Looking at the global performance, it’s clear that British businesses aren’t alone in trying to find a foothold post-lockdown, but the UK does have some unique challenges.
Easing lockdown is just the start
The reopening of shops, restaurants, gyms and services including hairdressing and beauty salons has not meant a return to normal. Fears of a second wave and a second lockdown are depressing consumer and business sentiment. The recent package of measures from the Government announced in the Summer Statement mean that the total cost of the measures is an estimated £300bn and there are questions about whether this will be enough to keep businesses afloat.
Brexit looms once more
The immediate threat of the virus appears to have receded and now Brexit concerns are returning to the fore. The Prime Minister has held fast to the December 31st deadline for the end of the transition period and refused the opportunity of an extension in June. A number of measures have been announced to help business delay the cost and red tape of changes to trade, but it may not be enough.
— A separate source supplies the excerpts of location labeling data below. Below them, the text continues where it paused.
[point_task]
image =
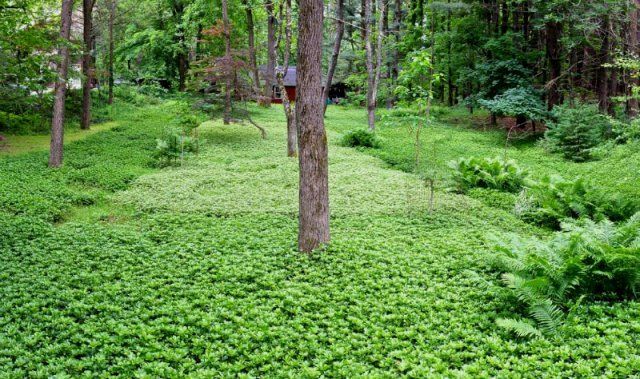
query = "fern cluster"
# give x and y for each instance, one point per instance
(492, 173)
(586, 259)
(553, 199)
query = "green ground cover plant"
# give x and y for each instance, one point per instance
(193, 270)
(492, 173)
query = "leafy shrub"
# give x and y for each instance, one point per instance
(173, 146)
(524, 103)
(576, 131)
(491, 173)
(597, 260)
(360, 138)
(554, 199)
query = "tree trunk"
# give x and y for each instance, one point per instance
(632, 103)
(57, 122)
(602, 88)
(228, 60)
(292, 132)
(553, 32)
(270, 72)
(373, 69)
(87, 66)
(112, 14)
(312, 142)
(253, 62)
(336, 50)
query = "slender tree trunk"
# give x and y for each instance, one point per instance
(292, 132)
(312, 141)
(87, 63)
(373, 68)
(270, 73)
(336, 50)
(602, 88)
(253, 62)
(397, 21)
(57, 123)
(553, 32)
(632, 103)
(228, 60)
(112, 14)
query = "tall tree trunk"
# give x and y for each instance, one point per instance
(253, 62)
(270, 72)
(336, 50)
(292, 132)
(632, 103)
(602, 82)
(553, 32)
(449, 54)
(373, 68)
(87, 63)
(57, 122)
(112, 15)
(504, 25)
(312, 142)
(228, 59)
(397, 21)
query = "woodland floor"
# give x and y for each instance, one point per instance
(112, 267)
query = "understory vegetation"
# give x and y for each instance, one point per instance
(194, 267)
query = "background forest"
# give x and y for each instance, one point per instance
(482, 159)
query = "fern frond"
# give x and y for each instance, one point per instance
(520, 328)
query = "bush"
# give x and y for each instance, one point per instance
(554, 199)
(174, 145)
(487, 173)
(594, 260)
(524, 103)
(361, 138)
(576, 131)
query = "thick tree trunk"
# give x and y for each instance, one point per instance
(87, 63)
(228, 60)
(336, 50)
(270, 72)
(253, 62)
(312, 142)
(57, 122)
(112, 15)
(553, 33)
(632, 103)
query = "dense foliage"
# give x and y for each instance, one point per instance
(577, 130)
(360, 138)
(587, 259)
(493, 173)
(194, 268)
(554, 199)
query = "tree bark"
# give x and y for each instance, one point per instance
(373, 69)
(228, 61)
(270, 72)
(336, 50)
(632, 103)
(602, 82)
(553, 32)
(87, 63)
(57, 122)
(253, 62)
(292, 132)
(112, 15)
(312, 142)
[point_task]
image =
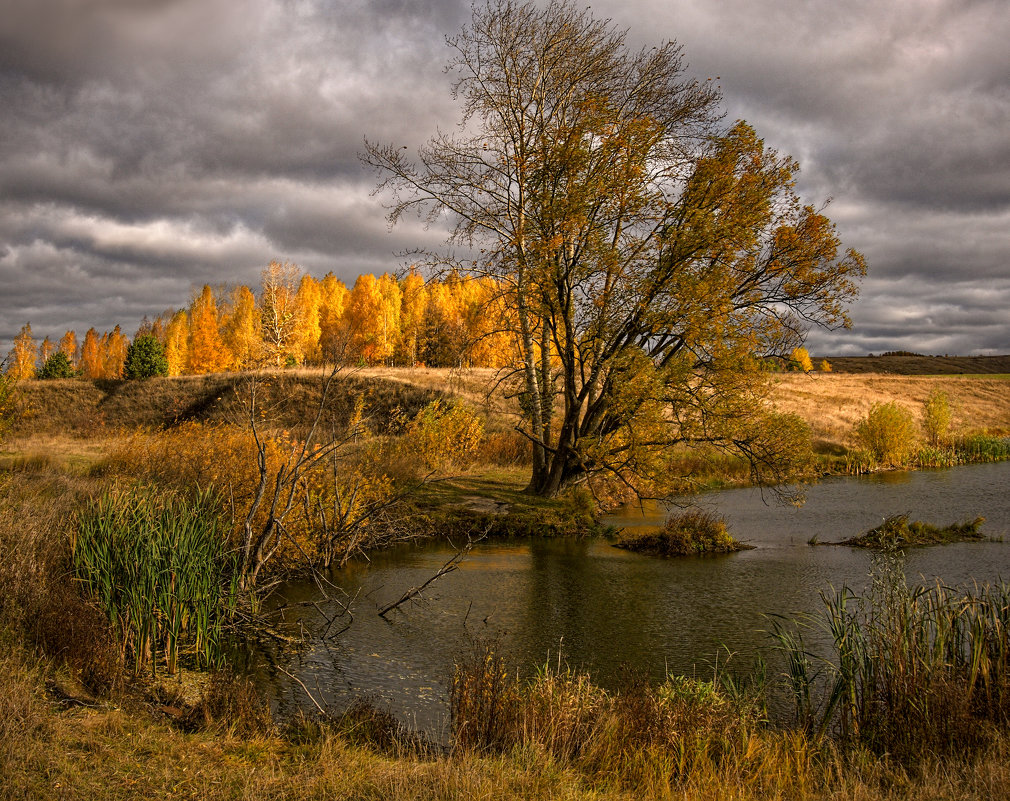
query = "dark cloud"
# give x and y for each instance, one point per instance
(148, 146)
The pandemic brought significant disruption to global supply chains, leading to organisations across the world turning to domestic suppliers where possible. As discussed in our webinar, figures from the WTO show that world trade is not picking up and a fall in trade of 13-33% is projected. The WTO has forecast an overall growth figure of -10% for 2020, suggesting that the opportunities for the UK in seeking to advance in world trade may be limited and this may be bad news in the wake of Brexit.
Uncertainty rules sterling
In recent weeks, the pound has been making gains but the overall picture remains challenging. The euro appears to be gaining a firmer footing as the EU starts to show early signs of recovery and the US dollar appears to have been brought in check as tensions escalate once more with China over trade while new State-wide lockdowns and restrictions suggest that the US is not yet over the worst of the ravages of the pandemic. Varying responses from governments and central banks as well as economic performance will be scrutinised by the market and it is likely that there will be further volatility as cautious investors remain sensitive to any changes.
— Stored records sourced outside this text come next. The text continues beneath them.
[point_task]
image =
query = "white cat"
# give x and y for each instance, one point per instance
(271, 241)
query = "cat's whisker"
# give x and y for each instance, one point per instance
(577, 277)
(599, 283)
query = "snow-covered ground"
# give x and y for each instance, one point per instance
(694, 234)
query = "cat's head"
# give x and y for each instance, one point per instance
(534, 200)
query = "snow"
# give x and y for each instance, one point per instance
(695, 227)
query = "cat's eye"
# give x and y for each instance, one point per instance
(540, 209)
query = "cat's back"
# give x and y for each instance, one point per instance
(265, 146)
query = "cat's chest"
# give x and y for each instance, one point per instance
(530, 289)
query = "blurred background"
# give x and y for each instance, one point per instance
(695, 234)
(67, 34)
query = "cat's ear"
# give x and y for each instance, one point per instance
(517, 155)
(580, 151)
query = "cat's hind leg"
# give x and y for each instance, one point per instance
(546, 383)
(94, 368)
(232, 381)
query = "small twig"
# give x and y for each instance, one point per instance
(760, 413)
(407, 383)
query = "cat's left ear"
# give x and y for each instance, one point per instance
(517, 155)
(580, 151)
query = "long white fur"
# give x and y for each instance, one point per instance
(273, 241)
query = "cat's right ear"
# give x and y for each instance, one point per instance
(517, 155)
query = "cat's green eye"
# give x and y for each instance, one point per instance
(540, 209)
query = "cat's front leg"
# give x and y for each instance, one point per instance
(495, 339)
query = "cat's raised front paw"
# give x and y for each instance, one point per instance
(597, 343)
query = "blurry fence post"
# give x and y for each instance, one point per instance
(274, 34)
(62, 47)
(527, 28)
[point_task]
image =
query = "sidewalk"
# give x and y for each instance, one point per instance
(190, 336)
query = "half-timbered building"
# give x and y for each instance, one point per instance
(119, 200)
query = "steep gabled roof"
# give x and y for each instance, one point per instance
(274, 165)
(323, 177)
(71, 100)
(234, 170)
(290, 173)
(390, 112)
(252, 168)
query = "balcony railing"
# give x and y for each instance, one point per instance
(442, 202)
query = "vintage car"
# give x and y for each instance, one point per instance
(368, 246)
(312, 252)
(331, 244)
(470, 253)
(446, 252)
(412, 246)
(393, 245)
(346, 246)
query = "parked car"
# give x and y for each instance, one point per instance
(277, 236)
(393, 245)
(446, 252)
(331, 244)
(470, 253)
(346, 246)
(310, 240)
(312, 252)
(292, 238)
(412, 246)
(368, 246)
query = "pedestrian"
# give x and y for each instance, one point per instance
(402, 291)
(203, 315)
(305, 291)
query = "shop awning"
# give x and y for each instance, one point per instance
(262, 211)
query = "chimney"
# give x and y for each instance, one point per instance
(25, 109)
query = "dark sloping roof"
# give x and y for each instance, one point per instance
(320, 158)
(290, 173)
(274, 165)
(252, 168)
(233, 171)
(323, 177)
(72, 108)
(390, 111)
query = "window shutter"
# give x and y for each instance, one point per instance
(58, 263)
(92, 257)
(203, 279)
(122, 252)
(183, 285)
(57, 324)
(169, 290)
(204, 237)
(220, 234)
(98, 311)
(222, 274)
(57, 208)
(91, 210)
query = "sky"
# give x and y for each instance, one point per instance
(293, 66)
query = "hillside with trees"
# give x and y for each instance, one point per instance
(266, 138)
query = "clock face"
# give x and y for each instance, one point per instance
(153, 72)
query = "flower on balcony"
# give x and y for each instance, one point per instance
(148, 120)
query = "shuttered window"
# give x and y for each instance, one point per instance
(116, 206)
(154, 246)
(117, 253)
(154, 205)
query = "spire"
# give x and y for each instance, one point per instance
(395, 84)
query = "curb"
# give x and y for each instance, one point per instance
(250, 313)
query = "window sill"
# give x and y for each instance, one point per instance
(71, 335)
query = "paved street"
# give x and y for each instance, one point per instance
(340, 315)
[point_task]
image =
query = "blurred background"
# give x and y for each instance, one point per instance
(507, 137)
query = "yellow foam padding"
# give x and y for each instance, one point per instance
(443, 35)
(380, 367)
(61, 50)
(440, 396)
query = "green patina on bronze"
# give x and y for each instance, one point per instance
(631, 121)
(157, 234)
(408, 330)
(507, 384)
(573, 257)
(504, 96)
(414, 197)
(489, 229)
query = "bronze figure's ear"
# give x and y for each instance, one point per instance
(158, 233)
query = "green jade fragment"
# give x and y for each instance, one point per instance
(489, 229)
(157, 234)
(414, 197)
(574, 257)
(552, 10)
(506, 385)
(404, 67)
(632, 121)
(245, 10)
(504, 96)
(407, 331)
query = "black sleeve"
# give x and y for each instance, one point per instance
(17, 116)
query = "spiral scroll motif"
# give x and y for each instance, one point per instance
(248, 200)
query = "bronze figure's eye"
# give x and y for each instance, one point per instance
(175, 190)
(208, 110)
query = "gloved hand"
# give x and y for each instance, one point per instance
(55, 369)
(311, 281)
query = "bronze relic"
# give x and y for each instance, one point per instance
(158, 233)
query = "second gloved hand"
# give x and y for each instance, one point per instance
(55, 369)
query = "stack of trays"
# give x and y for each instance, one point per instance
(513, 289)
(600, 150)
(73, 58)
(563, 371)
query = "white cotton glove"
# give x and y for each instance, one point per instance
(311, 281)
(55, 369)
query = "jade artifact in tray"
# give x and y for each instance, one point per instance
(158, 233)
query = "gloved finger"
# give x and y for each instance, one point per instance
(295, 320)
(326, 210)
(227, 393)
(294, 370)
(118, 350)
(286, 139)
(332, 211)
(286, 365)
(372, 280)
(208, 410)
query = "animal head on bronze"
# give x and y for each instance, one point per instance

Sustainable change and reasons for optimism
One of the key questions regarding the current situation is whether any uptick in activity in Q3 can be sustained. The arrival of a vaccine for the coronavirus could cement any positive movements in the coming months, but businesses can’t rely on this as a certainty. It’s likely that the UK economy will suffer further damage, if not from a second wave of infections then from Brexit at the end of the year. This in turn could mean a further increase in government borrowing, already very far from the £55bn figure recorded in March of this year. However, the world has been changed by the pandemic and this may mean that there are new opportunities on the horizon. We are not returning to the same world that locked down in March; businesses have evolved at pace and shown agility and creativity in responding to the challenges of the pandemic. These are skills that are likely to be helpful in the coming months and years.